Ares grabs him in an affectionate headlock. I tilt my head at Joey. “Got a banana split with your name on it.”

“You are so gross,” Ambrosia mutters. She flicks Ares’s ear. “Let him go or I’m pulling out my kazoo.”

“Bad hum,” Ares mutters. He drops his hold on Chase.

Manning’s just taking it all in, grinning.

“What’s so funny, fucker?” I say.

“Just like being at home,” Cheery McCheeryFace says. “Except I’d still like to take dear old Fireball’s sister out for dinner and dancing.”

Joey doesn’t go all Alien baby on him.
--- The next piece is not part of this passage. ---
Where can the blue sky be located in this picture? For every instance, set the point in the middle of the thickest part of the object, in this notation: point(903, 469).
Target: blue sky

No lasers sprout out her eyeballs and castrate him on the spot. She doesn’t even flinch.

Much more than anyone but me would notice, anyway.

She smiles at him.

Warm, friendly, and fucking terrifying. “That’s fine. You’re boring.”

His grin’s so wide now his eyeballs are disappearing in the crinkles. He’s one big mass of well-groomed beard, thick eyebrows, prominent honker, and disappearing eyeballs.

He nods to her. “The psychological games. Excellent. Works well with sheep too.”

Joey leans over his plate. His royal guard—ever vigilant, but quiet enough I usually forget he’s there—leans toward the table.

She plucks the last of his hamburger off his plate—four normal human size bites there—shoves it all in her mouth, flips him off, and turns to stroll out the door. “Later, y’all,” she says.

I think.

Hard to tell with her mouth full.

But I know one thing.

That woman’s not leaving without me.